2

I have an HTML page which has a very large and very complex chunk of JSON in a script tag.

I want to extract the JSON so that I can decode it in a php script.

The JSON looks something like:

<script type="text/javascript">
    var user_list_data_obj = (
    ({

    ... truncated ...

    })
    );

    ... some more js ...
</script>

The script tags can't be used in the pattern, because there's other JS between them, and there's nothing to make them unqiue anyway.

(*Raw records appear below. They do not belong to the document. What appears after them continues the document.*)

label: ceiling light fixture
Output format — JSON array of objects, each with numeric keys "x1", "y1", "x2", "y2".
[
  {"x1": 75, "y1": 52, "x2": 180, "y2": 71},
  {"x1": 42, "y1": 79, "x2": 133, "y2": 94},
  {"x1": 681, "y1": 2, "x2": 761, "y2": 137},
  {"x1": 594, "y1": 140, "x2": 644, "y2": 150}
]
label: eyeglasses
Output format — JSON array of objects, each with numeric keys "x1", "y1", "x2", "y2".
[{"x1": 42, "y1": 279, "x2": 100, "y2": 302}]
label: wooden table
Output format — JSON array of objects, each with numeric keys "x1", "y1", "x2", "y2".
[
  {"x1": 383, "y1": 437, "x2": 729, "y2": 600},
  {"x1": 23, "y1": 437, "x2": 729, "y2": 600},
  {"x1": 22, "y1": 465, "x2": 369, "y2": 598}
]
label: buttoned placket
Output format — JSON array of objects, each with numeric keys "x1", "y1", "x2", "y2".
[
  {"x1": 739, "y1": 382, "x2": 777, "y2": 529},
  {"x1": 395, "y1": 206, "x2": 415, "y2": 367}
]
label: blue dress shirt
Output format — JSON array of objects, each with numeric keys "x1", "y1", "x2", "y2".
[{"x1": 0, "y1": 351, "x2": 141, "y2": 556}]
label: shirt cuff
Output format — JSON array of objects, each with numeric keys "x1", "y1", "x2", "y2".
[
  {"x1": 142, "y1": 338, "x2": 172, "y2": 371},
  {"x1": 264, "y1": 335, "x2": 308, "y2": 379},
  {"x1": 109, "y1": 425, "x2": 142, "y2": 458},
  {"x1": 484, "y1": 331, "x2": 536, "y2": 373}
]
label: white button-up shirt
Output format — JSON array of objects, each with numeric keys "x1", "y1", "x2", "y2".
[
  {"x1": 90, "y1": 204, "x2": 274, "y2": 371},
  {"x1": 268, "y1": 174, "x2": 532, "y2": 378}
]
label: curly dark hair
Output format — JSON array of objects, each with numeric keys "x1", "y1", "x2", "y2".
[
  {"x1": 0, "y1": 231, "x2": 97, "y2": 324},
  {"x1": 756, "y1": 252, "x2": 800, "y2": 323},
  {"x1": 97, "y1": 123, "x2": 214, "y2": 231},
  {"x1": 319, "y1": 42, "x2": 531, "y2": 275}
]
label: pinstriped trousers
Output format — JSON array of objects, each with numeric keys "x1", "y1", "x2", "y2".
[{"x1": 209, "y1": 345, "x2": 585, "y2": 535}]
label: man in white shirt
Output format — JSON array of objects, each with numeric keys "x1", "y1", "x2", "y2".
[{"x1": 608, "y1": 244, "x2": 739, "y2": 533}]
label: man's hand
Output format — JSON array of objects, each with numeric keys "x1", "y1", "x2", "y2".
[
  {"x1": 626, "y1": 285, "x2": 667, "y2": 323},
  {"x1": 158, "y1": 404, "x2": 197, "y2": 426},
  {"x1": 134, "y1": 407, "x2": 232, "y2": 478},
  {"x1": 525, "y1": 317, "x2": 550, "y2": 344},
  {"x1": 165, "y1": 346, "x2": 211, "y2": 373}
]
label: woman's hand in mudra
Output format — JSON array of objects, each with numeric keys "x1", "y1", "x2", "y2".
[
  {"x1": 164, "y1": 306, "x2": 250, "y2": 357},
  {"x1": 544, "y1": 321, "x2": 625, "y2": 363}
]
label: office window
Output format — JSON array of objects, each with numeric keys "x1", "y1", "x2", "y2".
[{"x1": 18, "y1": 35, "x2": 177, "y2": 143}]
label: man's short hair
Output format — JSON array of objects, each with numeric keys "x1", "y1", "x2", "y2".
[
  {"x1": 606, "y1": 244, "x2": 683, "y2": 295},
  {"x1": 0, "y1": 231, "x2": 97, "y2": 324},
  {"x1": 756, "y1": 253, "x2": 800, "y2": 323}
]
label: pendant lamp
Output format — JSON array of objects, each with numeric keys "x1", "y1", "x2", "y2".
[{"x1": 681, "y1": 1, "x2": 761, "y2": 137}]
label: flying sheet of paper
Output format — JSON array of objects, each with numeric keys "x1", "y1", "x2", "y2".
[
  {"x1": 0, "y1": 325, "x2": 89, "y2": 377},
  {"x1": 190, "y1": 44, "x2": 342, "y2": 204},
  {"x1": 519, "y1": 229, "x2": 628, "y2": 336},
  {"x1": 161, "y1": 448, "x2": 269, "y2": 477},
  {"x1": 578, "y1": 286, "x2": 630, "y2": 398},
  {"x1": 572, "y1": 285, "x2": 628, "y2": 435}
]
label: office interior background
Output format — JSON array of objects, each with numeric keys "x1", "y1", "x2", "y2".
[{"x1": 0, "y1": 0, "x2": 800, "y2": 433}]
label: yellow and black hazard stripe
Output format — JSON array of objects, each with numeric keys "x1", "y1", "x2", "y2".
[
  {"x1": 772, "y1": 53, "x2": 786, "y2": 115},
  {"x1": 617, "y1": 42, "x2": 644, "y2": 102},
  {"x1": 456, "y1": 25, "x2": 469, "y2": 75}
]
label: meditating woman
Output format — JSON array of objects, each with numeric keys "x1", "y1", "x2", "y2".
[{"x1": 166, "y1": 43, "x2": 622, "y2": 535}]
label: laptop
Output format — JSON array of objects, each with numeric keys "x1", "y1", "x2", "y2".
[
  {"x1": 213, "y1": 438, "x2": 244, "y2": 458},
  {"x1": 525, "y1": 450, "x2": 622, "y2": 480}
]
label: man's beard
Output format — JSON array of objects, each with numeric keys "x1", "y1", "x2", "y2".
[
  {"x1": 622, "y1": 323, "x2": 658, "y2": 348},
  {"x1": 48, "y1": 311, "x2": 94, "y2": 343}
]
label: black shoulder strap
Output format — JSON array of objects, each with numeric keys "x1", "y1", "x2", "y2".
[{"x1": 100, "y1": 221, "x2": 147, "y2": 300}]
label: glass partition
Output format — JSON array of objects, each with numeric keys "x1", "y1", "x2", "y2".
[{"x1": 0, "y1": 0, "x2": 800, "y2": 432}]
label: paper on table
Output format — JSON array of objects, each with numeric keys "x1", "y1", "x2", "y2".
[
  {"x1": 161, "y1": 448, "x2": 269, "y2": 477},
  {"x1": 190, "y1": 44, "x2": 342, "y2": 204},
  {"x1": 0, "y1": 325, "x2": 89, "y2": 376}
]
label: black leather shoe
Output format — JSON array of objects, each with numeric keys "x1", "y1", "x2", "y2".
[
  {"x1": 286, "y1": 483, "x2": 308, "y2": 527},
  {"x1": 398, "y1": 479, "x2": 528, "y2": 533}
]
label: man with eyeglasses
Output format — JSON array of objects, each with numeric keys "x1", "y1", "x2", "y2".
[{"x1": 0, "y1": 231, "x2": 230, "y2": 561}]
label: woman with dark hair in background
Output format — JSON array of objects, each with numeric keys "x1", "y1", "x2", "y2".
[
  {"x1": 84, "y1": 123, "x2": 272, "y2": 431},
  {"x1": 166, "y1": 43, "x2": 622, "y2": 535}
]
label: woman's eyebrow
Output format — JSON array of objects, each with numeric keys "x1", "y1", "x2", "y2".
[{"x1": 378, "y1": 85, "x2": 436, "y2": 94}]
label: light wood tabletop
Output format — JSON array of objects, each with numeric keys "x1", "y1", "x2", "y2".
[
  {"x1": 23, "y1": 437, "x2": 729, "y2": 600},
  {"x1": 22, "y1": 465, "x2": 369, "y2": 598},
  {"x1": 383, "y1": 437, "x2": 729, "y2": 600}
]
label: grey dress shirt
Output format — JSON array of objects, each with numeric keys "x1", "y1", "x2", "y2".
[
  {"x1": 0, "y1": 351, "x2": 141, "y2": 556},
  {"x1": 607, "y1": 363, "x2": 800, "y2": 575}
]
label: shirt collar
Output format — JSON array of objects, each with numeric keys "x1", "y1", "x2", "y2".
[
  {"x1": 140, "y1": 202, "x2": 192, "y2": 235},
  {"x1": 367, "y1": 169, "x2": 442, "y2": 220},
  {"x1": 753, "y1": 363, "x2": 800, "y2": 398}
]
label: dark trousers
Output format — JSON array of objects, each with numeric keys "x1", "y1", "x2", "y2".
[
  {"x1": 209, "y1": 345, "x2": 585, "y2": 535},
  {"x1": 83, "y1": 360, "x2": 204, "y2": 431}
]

I believe I need to match against the variable name, and the first occurrence of '}));' but my attempts to match that have failed.

What I've got so far is:

$pattern = '/var user_list_data_obj = \(\s\(({.*})\)\s\);/';

Which returns nothing.

What am I doing wrong in that pattern? I know its difficult to match anything that has opening and closing delimiters like JSON, etc with a regex, but it should be possible in this case, no?

EDIT:

I'm trying to get the entire "user_list_data_obj" object parsed into my php script. But really, the bits I'm interested in are the several "columns :[] " arrays, so if it's easier to get those out separately, it might make sense to do that.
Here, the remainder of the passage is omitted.